A new eMarketer report, “Cross-Border Ecommerce 2016: A Country-by-Country Look at Consumer Behavior and Trends,” looked at digital cross-border buyer penetration rates, top product categories purchased and drivers and barriers to such ecommerce in 24 countries.
In the US, for example, digital buyers exhibit low levels of cross-border shopping. According to a the PayPal study conducted by Ipsos in October 2015, 22% of digital buyers in the US had made a cross-border purchase in the past 12 months, the lowest level of overseas buying behavior in the Americas.
The same Ipsos survey found that 67% of digital buyers in Canada had made a cross-border digital purchase in the past 12 months, one of the highest levels of overseas buying behavior in the Americas.
Asia-Pacific is fractured into very different shopping styles, with world-leading levels of cross-border buying in Australia, largely domestically focused consumers in Japan, and low digital buyer penetration overall in emerging markets like India.
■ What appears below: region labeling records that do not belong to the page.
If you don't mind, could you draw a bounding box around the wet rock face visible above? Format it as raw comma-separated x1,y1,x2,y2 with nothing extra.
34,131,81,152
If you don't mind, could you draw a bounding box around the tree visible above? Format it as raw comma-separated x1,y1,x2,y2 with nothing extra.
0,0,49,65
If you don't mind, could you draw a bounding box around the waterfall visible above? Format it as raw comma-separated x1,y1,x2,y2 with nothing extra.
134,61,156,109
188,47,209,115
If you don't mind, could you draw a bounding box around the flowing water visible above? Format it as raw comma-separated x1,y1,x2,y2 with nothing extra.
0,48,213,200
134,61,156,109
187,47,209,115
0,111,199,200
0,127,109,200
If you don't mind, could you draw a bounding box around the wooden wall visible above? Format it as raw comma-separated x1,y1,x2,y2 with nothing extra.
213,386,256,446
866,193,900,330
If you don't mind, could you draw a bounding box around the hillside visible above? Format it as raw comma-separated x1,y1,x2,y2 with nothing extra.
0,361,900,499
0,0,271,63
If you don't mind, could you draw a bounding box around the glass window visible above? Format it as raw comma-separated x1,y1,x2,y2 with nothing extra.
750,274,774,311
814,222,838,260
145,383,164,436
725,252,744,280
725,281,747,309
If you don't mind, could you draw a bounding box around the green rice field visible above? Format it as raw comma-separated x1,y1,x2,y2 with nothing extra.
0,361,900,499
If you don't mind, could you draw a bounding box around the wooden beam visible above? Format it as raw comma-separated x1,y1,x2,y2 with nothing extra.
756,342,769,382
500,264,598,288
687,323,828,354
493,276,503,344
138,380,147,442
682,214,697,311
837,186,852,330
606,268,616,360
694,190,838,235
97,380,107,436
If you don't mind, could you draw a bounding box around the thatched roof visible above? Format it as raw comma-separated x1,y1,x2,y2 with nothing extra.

Digital buying is widespread among internet users in Australia, with 79.4% of them expected to have to have made a digital purchase in 2015, eMarketer estimates, placing Australia fifth in the world by this measure. Cross-border ecommerce, too, is very popular, and it continues to appeal as shoppers look abroad for better prices online.
When it comes to digital buying behavior, Japan is a bit of an anomaly. In 2015, it had the second-highest digital buyer penetration rate in the world after the UK, with 82.0% of internet users making an online purchase last year, eMarketer estimates. But that activity remains very close to home; shoppers in Japan are some of the least likely of those in any developed country to buy on foreign sites.
And India has some of the lowest digital buyer penetration rates in the Asia-Pacific region. Just 8.9% of the population and 37.3% of internet users made a purchase via computer or mobile device in 2015, eMarketer estimates. Because of this, cross-border buying is still in its early stages there.
Age can also often play a large role in a propensity for buying abroad. However, in Latin America social class and financial means often shape this digital shopping behavior to a stronger degree than in other regions.
April 2015 research by the Google and TNS found that 41% of digital buyers surveyed in Brazil made a cross-border digital purchase at least once a year. Digital buyers ages 25 to 34 (48%) and those under 25 (45%) were the most likely to do so.
This finding meshes with a January 2015 survey from the Serviço de Proteção ao Crédito (SPC Brasil) and personal finance site Meu Bolso Feliz that found cross-border buyers in Brazil tended to be younger: 45% were ages 18 to 34. Additionally, 48% were from socioeconomic class A and B (roughly equivalent to upper-middle and upper class), and 49% had post-graduate degrees.